Self-gravitating envelope solitons in astrophysical compact objects

TL;DR

This paper investigates the nonlinear behavior of ion-acoustic waves in self-gravitating quantum plasmas relevant to astrophysical objects, deriving a nonlinear Schrödinger equation to analyze stability and soliton formation.

Contribution

It introduces a theoretical model for IAWs in self-gravitating degenerate quantum plasmas and derives a nonlinear Schrödinger equation to study their stability and soliton solutions.

Findings

IAWs are modulationally unstable or stable depending on the wave number relative to a critical value

Self-gravitating bright envelope solitons are stable

Results aid understanding of wave dynamics in white dwarfs and neutron stars

Abstract

The propagation of ion-acoustic waves (IAWs) in a collisionless unmagnetized self-gravitating degenerate quantum plasma system (SG-DQPS) has been studied theoretically for the first time.
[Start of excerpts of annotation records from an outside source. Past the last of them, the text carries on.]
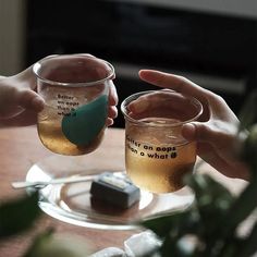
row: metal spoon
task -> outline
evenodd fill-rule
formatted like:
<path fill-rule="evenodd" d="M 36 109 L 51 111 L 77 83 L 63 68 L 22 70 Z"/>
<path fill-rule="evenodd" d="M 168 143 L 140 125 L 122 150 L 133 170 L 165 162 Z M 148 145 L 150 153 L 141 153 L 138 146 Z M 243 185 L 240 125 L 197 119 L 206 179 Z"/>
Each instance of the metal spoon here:
<path fill-rule="evenodd" d="M 95 178 L 96 175 L 86 175 L 86 176 L 77 175 L 77 176 L 52 179 L 49 181 L 16 181 L 12 183 L 12 187 L 15 189 L 25 187 L 41 188 L 47 185 L 53 185 L 53 184 L 68 184 L 68 183 L 93 181 Z"/>

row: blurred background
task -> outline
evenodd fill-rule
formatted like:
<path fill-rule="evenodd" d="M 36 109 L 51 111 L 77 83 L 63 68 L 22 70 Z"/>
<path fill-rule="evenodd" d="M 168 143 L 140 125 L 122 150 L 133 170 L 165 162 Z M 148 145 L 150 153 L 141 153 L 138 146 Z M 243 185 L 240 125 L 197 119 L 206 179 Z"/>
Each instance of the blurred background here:
<path fill-rule="evenodd" d="M 88 52 L 114 65 L 120 102 L 155 88 L 137 75 L 150 68 L 216 91 L 237 113 L 256 88 L 256 0 L 0 0 L 0 74 Z"/>

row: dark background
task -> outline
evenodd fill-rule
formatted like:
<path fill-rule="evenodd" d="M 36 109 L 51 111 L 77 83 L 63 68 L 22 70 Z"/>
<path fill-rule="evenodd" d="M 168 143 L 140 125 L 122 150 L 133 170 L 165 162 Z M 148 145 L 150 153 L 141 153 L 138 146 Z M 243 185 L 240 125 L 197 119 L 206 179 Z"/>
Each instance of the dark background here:
<path fill-rule="evenodd" d="M 256 87 L 254 20 L 99 0 L 27 0 L 27 8 L 26 64 L 52 53 L 106 59 L 117 70 L 120 102 L 155 88 L 138 79 L 143 68 L 187 74 L 236 113 Z M 121 113 L 115 126 L 124 126 Z"/>

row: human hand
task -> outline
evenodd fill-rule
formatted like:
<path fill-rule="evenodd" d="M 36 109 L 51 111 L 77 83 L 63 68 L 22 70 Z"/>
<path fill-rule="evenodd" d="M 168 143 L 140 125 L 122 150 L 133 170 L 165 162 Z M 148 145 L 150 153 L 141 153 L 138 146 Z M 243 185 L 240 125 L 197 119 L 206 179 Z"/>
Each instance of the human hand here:
<path fill-rule="evenodd" d="M 113 124 L 118 115 L 118 95 L 112 81 L 109 91 L 109 112 L 106 124 Z M 0 126 L 23 126 L 37 122 L 44 99 L 36 93 L 33 68 L 10 77 L 0 77 Z"/>
<path fill-rule="evenodd" d="M 35 91 L 32 66 L 10 77 L 0 78 L 1 125 L 30 125 L 44 109 L 42 98 Z"/>
<path fill-rule="evenodd" d="M 173 74 L 142 70 L 139 77 L 156 86 L 197 98 L 204 107 L 203 114 L 199 121 L 183 126 L 183 136 L 196 140 L 198 156 L 219 172 L 230 178 L 248 179 L 247 167 L 238 157 L 246 135 L 238 133 L 240 121 L 223 98 Z M 142 106 L 139 111 L 144 108 L 147 106 Z"/>

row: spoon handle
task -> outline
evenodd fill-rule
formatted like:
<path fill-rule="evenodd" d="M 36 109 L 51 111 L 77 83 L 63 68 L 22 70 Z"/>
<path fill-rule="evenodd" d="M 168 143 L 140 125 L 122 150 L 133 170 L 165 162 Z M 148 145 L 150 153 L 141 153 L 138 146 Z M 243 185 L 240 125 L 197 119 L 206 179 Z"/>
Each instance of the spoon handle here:
<path fill-rule="evenodd" d="M 12 187 L 15 189 L 25 188 L 25 187 L 44 187 L 47 185 L 53 184 L 68 184 L 68 183 L 78 183 L 78 182 L 86 182 L 93 181 L 96 175 L 76 175 L 76 176 L 69 176 L 69 178 L 59 178 L 52 179 L 49 181 L 16 181 L 12 183 Z"/>

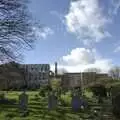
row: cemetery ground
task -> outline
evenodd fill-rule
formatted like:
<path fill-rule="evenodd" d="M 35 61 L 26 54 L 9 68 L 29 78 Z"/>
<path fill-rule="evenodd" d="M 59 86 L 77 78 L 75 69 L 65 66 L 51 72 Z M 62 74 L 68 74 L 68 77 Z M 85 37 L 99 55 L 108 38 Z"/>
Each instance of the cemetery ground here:
<path fill-rule="evenodd" d="M 0 120 L 112 120 L 111 118 L 113 118 L 110 100 L 105 99 L 103 104 L 98 104 L 96 98 L 92 97 L 91 92 L 85 92 L 85 98 L 88 101 L 89 107 L 85 110 L 74 112 L 71 109 L 70 92 L 66 95 L 61 95 L 64 104 L 61 105 L 59 103 L 56 110 L 48 110 L 47 95 L 46 97 L 41 97 L 39 91 L 28 91 L 29 114 L 26 117 L 22 117 L 19 111 L 18 99 L 21 92 L 4 91 L 4 93 L 5 98 L 13 101 L 13 103 L 15 102 L 15 104 L 12 102 L 9 104 L 0 103 Z"/>

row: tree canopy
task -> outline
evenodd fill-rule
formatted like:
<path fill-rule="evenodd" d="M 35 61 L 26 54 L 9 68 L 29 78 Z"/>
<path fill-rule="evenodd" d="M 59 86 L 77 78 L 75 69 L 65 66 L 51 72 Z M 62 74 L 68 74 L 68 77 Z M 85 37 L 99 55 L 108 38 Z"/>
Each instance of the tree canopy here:
<path fill-rule="evenodd" d="M 0 61 L 18 60 L 35 35 L 28 0 L 0 0 Z"/>

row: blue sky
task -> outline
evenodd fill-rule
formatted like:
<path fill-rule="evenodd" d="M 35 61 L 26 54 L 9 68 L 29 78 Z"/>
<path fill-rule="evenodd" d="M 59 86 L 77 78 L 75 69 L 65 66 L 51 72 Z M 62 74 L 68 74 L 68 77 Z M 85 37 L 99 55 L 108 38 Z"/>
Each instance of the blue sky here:
<path fill-rule="evenodd" d="M 40 21 L 35 49 L 25 63 L 49 63 L 77 72 L 89 67 L 107 71 L 119 65 L 120 0 L 31 0 L 29 10 Z"/>

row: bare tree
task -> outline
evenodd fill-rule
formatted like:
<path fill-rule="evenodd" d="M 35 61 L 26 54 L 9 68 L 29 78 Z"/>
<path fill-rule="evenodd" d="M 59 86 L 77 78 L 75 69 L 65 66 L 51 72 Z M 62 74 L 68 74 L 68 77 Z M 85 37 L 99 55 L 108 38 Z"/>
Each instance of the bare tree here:
<path fill-rule="evenodd" d="M 28 0 L 0 0 L 0 61 L 18 60 L 35 40 Z"/>
<path fill-rule="evenodd" d="M 120 67 L 113 67 L 109 70 L 109 75 L 112 77 L 114 80 L 119 80 L 120 79 Z"/>

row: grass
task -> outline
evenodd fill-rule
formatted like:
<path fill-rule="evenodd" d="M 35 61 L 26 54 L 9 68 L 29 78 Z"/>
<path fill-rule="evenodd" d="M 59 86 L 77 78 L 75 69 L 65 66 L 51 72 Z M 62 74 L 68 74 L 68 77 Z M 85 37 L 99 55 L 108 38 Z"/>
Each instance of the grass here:
<path fill-rule="evenodd" d="M 47 97 L 40 97 L 38 91 L 29 91 L 29 115 L 21 117 L 18 108 L 18 96 L 21 92 L 8 92 L 5 97 L 15 99 L 16 105 L 0 104 L 0 120 L 94 120 L 91 109 L 75 113 L 70 106 L 70 94 L 62 95 L 62 99 L 68 102 L 68 106 L 58 106 L 56 110 L 48 110 Z M 86 92 L 86 96 L 92 99 L 92 94 Z M 94 101 L 93 101 L 94 102 Z M 92 102 L 90 103 L 92 104 Z"/>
A nonlinear Schr\"{o}dinger equation is derived by using the reductive perturbation method to study the nonlinear dynamics of the IAWs in the SG-DQPS. It is found that for $k_c > k$ ($k_c < k$) (where $k_c$ is critical value of the propagation constant $k$ which determines the stable and unstable region of IAWs) the IAWs are modulationally unstable (stable), and that $k_c$ depends only on the ratio of the electron number density to light ion number density. It is also observed that the self-gravitating bright envelope solitons are modulationally stable. The results obtained from our present investigation are useful for understanding the nonlinear propagation of the IAWs in astrophysical compact objects like white dwarfs and neutron stars.